Here's one I didn't know. And now I know, and I'm happier for knowing, because frankly it is one of the most achingly beautiful pieces by Schubert. All you need to hear is the first 10 seconds of the piece to be completely hooked.

If Death and the Maiden is rage, this is bitter-sweetness in its full glory. The first movement is really something else, but it does not flag through the next two movements, the second is beautiful and slightly dark towards the end and the third is a perfectly peaceful finale.
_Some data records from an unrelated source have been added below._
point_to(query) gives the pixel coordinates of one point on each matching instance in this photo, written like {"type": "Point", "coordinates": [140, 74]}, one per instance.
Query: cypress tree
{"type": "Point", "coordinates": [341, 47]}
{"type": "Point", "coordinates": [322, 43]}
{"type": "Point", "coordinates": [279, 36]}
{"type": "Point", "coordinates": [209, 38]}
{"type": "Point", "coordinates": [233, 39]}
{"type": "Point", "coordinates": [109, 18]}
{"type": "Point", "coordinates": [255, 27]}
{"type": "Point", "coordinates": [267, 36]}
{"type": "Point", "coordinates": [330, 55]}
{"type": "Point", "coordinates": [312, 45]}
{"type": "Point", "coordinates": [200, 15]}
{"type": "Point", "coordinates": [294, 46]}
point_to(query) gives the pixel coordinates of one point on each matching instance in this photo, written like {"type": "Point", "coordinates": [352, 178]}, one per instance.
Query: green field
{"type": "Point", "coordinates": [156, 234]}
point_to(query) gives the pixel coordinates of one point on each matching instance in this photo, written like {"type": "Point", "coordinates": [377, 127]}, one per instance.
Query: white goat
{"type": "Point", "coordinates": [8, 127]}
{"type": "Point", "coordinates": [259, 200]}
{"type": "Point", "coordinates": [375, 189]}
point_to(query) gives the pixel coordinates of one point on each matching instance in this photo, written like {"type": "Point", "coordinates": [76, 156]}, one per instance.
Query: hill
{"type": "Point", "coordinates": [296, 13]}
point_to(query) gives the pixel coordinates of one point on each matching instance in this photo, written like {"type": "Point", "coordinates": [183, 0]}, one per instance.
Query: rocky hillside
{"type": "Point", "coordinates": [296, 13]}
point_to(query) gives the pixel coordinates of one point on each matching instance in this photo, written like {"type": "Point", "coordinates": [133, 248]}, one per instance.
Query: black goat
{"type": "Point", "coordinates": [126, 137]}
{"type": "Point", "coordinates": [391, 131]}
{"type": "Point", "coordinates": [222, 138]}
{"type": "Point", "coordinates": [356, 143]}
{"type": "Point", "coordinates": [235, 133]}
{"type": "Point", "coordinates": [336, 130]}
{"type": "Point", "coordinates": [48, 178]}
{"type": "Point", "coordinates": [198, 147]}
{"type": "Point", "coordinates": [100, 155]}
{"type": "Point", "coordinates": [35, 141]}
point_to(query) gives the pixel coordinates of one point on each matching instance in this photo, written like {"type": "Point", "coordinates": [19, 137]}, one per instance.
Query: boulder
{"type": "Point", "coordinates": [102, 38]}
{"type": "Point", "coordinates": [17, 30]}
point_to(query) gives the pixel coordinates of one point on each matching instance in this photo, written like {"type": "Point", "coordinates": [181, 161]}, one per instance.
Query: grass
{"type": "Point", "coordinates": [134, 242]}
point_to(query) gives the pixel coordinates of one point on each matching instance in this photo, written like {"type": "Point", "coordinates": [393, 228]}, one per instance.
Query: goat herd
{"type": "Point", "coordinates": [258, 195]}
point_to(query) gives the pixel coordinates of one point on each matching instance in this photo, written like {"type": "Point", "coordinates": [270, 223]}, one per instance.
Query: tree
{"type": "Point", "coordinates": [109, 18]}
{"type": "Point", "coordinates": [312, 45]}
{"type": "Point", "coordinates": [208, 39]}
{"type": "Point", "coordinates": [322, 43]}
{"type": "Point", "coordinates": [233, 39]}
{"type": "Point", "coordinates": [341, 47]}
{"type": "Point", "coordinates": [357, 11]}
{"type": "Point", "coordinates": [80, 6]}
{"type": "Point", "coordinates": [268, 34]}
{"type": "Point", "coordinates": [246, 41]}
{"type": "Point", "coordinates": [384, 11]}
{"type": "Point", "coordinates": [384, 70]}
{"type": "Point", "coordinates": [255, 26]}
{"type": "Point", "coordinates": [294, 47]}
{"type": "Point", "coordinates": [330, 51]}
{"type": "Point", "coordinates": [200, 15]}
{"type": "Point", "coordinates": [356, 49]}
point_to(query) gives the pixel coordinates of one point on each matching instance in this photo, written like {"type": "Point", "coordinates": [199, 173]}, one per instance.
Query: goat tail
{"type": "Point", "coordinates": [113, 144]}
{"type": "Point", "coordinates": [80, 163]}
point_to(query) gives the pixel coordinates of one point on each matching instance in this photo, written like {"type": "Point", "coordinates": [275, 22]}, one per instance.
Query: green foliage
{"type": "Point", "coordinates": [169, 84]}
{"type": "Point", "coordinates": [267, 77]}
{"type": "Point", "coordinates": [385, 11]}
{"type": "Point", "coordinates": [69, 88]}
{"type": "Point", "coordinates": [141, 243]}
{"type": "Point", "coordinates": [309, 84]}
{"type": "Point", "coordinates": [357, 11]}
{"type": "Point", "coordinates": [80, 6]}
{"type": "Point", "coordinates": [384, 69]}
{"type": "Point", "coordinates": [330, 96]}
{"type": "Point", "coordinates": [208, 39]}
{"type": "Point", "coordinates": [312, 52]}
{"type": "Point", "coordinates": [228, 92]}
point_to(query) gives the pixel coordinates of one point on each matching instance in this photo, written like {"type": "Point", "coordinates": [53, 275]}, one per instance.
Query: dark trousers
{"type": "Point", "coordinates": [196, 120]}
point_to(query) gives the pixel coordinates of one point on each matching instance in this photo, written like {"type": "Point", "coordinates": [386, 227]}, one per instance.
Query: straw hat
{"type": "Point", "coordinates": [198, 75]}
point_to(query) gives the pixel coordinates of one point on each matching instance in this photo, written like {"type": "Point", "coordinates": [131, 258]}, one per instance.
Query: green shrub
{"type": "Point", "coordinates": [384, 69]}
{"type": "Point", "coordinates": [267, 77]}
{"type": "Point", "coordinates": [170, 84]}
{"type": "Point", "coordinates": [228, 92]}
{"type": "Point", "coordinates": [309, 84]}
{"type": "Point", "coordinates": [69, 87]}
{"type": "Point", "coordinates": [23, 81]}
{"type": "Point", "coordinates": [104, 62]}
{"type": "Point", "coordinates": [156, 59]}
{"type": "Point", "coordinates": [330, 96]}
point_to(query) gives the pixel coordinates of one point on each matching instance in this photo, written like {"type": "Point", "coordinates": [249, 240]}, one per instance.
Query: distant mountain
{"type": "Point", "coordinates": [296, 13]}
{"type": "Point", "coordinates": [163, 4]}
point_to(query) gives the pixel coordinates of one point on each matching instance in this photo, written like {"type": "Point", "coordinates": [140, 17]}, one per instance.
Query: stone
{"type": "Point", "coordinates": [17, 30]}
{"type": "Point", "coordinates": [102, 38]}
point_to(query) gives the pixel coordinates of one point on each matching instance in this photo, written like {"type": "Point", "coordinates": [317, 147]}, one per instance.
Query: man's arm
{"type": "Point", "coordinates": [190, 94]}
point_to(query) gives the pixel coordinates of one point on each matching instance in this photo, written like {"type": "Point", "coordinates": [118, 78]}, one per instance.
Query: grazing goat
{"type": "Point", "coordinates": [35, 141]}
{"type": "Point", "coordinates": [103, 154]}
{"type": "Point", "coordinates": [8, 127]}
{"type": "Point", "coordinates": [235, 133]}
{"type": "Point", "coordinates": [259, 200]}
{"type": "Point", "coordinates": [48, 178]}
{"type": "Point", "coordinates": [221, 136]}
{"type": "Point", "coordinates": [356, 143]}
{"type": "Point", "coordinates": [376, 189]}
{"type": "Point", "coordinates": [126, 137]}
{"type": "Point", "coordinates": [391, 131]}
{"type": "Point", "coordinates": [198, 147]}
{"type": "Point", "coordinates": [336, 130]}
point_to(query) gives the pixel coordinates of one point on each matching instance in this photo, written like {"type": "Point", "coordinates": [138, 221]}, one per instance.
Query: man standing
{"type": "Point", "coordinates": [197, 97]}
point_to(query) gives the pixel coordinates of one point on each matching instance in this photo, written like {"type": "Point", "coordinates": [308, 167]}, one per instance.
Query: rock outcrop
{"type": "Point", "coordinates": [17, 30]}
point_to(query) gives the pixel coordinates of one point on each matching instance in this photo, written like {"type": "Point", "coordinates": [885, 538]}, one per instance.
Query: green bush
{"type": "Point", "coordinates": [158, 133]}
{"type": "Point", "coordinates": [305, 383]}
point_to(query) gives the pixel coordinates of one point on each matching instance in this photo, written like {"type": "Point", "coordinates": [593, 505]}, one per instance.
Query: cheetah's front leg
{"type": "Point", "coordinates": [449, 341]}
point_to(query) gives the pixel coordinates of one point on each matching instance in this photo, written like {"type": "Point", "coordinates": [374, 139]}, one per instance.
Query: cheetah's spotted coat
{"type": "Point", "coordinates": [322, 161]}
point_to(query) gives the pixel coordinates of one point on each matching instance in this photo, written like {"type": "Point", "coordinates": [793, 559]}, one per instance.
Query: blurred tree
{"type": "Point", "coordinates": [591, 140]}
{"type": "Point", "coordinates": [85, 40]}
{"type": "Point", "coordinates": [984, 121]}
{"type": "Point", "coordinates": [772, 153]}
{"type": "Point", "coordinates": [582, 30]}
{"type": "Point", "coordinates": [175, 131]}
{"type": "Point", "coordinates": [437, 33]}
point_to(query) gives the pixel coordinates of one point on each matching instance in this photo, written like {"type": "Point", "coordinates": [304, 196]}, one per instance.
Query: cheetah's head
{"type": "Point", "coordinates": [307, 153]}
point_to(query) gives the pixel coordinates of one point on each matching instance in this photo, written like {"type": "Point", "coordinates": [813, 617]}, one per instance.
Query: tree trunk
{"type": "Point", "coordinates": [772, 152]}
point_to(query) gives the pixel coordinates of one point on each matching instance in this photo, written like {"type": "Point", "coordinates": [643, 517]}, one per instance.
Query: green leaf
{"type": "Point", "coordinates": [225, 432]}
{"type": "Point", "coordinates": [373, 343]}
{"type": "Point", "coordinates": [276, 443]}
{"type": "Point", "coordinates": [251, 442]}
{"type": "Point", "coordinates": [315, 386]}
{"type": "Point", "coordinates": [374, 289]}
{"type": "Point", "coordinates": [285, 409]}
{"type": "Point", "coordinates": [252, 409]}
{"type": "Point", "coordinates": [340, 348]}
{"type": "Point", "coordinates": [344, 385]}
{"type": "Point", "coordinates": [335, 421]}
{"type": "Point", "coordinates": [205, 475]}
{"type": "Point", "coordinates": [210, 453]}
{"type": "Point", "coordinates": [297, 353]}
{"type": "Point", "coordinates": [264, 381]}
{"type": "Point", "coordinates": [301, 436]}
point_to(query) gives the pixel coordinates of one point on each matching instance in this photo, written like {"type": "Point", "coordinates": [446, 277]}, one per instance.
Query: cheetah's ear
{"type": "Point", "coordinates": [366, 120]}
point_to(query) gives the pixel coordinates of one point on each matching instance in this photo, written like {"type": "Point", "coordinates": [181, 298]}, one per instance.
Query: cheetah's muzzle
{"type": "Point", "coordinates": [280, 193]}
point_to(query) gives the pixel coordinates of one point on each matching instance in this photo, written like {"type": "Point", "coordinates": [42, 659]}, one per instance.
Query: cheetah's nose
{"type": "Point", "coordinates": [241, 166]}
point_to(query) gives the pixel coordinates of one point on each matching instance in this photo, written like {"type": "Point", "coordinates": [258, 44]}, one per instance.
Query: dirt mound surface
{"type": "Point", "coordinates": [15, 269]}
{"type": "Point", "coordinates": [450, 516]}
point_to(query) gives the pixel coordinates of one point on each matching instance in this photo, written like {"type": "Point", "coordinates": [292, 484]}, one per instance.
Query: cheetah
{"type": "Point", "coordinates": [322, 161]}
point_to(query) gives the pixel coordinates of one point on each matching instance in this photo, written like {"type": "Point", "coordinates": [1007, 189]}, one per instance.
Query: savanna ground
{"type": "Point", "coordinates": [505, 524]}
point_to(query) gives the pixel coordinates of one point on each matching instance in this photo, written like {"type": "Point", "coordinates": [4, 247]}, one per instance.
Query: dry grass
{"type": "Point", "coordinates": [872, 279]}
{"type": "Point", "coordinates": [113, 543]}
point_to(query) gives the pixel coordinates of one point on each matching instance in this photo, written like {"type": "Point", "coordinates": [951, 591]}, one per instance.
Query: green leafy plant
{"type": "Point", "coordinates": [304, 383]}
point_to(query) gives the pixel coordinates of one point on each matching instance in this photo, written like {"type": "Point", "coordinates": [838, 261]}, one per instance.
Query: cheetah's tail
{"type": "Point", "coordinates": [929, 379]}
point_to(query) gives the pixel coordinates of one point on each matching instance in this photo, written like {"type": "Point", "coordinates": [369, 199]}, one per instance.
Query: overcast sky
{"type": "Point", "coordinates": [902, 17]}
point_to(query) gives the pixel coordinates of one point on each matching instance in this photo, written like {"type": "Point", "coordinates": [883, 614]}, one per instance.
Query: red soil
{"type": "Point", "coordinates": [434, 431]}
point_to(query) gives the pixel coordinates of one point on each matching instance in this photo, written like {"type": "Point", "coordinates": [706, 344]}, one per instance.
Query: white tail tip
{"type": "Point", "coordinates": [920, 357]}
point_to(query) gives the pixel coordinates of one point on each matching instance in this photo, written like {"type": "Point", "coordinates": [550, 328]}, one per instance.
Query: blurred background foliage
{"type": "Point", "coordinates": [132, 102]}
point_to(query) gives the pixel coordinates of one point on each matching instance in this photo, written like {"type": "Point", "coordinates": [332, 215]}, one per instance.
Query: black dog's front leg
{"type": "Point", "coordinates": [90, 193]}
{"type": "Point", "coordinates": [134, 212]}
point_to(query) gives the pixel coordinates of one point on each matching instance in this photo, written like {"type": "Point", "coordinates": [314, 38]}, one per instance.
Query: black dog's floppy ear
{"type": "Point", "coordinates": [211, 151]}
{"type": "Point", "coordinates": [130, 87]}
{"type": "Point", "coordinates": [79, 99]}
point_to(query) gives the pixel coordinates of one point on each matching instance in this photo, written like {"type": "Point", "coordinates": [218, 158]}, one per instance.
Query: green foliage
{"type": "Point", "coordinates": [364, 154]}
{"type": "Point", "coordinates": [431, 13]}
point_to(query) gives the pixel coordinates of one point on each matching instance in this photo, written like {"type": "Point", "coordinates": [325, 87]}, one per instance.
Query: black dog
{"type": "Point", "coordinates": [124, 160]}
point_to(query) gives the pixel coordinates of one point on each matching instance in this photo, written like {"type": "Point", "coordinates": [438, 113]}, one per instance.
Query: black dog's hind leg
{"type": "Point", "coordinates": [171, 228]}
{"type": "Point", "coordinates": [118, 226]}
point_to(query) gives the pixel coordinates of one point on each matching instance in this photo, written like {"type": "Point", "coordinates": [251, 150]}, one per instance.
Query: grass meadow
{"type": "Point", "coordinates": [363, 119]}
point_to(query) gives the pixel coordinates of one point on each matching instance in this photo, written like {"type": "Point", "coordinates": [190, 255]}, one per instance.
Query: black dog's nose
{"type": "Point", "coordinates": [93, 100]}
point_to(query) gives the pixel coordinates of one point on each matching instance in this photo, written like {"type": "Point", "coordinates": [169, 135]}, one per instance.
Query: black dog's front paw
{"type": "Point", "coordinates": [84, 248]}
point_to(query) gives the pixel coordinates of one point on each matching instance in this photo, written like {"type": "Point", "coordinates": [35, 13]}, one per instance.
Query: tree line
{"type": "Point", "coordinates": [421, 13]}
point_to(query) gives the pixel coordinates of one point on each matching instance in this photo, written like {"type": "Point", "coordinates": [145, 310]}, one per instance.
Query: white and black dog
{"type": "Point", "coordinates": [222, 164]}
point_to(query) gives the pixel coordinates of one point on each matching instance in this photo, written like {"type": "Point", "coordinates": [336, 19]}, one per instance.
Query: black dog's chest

Interestingly the piece is composed for piano and Arpeggione, an instrument which has completely fallen into disuse, being, therefore substituted for the Cello. This is also the only piece for the Arpeggione in existence. Fascinating.

Final Grade

10/10

Trivia

From Wikipedia:

By the time the sonata was published posthumously in 1871, the enthusiasm for the novelty of the arpeggione had long vanished, together with the instrument itself. Today, the piece is heard almost exclusively in transcriptions for cello and piano or viola and piano that were arranged after that time, although versions that substitute other instruments, including the double bass, the flute, and the clarinet, or the guitar for the piano part are also performed. Transcribers have attempted to address the problems posed by the smaller playing range of these alternative instruments, in comparison with the arpeggione, as well as the attendant modifications in articulation (4 versus 6 strings).